I almost deleted this thing, but decided to leave it up, because it's still worth noting that the real bosses of the GOP have been playing the religious right for suckers all along, and they probably aren't eager to give up this profitable little game.
2. For those of you who may have forgotten, the real attitude of the GOP's ruling elite toward right-wing Christians and their anti-abortion agenda was exposed by David Kuo, formerly Deputy Director of the Office of Faith-Based and Community Initiatives in the Bush White House.
3. In the background of my opinion that the GOP would be reluctant to actually abrogate Roe, there's a little political psychology that may be completely off the wall, although it seems convincing enough to me.
Someone might perfectly well object that overturning Roe v. Wade would wed the religious right to Republicans with bonds of gratitude forever, but gratitude is a very weak political force, and it seems to me that the issue of abortion would lose most of its force for the religious right if it were reduced to a mere possibility that Democrats might restore Roe, and lost its status as what many right-wing Christians see as an on-going abomination.
On the other side of the issue, I think that a Republican abrogation of Roe would energize pro-choice voters far beyond their current level of activism.
As paradoxical as it may sound, and as easy as it may be to mistake what I am about to suggest for cynical logic-chopping, I think there's a possibility that if the Republicans nullified Roe, then something like its original intensity might return to feminist politics.
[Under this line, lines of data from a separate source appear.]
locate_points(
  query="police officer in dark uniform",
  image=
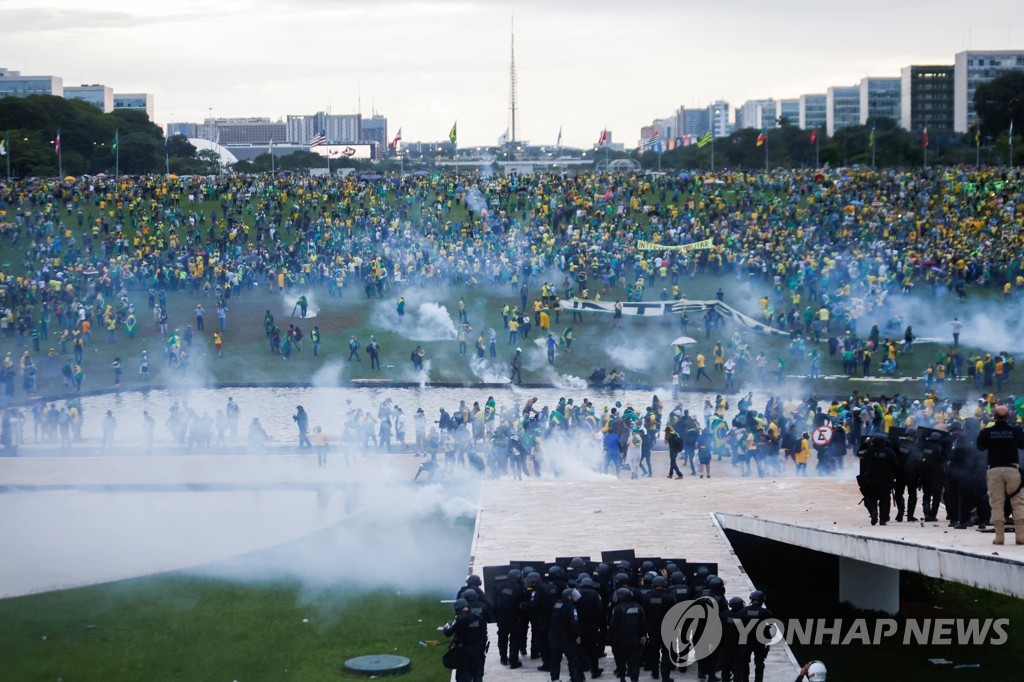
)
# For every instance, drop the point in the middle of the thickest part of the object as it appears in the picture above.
(758, 613)
(474, 583)
(470, 632)
(715, 590)
(933, 474)
(511, 624)
(628, 634)
(878, 468)
(591, 609)
(656, 604)
(907, 475)
(564, 636)
(731, 650)
(539, 604)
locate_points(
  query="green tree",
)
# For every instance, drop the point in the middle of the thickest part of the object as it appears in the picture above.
(999, 101)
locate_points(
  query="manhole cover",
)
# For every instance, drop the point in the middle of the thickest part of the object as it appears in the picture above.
(381, 664)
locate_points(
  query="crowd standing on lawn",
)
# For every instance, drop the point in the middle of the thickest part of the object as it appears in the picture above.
(827, 249)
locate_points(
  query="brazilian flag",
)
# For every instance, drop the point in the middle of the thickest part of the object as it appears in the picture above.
(719, 431)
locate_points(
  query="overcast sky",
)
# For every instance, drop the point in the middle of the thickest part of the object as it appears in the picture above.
(583, 65)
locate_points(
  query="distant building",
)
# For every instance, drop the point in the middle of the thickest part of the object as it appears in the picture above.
(13, 84)
(758, 114)
(338, 128)
(842, 108)
(973, 68)
(242, 131)
(134, 101)
(186, 129)
(927, 96)
(99, 96)
(813, 111)
(880, 97)
(719, 113)
(375, 130)
(692, 121)
(790, 110)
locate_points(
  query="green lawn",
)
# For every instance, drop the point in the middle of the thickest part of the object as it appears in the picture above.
(186, 628)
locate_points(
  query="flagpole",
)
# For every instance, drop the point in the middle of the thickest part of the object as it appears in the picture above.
(713, 147)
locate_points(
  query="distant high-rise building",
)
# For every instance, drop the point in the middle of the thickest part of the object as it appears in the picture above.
(375, 130)
(692, 121)
(99, 96)
(253, 130)
(973, 68)
(758, 114)
(927, 96)
(842, 108)
(186, 129)
(880, 97)
(719, 113)
(134, 101)
(790, 110)
(813, 111)
(13, 84)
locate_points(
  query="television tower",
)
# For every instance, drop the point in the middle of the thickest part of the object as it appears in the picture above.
(513, 96)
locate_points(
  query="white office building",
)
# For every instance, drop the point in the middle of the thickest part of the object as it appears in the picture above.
(790, 110)
(972, 69)
(99, 96)
(758, 114)
(13, 84)
(813, 111)
(134, 101)
(842, 108)
(880, 97)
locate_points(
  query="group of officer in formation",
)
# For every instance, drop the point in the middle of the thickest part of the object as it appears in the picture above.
(572, 613)
(960, 466)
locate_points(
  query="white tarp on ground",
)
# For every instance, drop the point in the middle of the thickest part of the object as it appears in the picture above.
(656, 308)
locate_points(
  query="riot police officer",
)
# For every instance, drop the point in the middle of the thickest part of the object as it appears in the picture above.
(511, 624)
(731, 650)
(656, 604)
(564, 636)
(470, 632)
(878, 468)
(591, 609)
(758, 613)
(933, 458)
(907, 474)
(628, 634)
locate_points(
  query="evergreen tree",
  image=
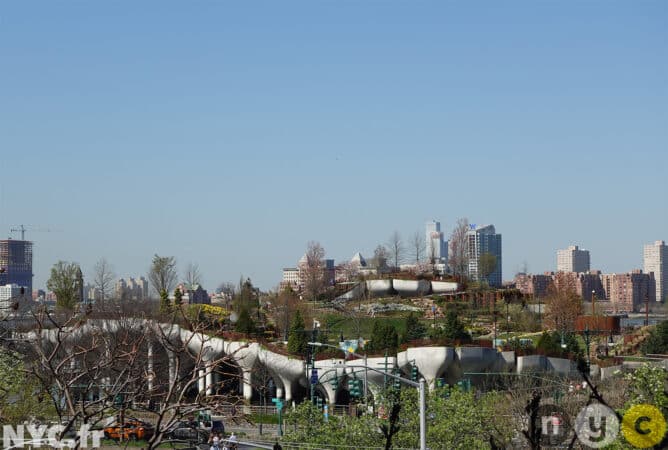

Susan Faludi has brilliantly analyzed what she and many others see as a loss of energy after passage of the 19th Amendment:
In the years after the ratification of suffrage, the anticipated women's voting bloc failed to emerge, progressive legislation championed by the women's movement was largely thwarted, female politicians made only minor inroads into elected office, and women's advocacy groups found themselves at loggerheads.
Anger is a more significant political force than gratitude everywhere and forever, and Republicans might eventually regret their temporary "triumph" if they repealed Roe v. Wade and simultaneously made themselves a target for a new generation of legitimately outraged women.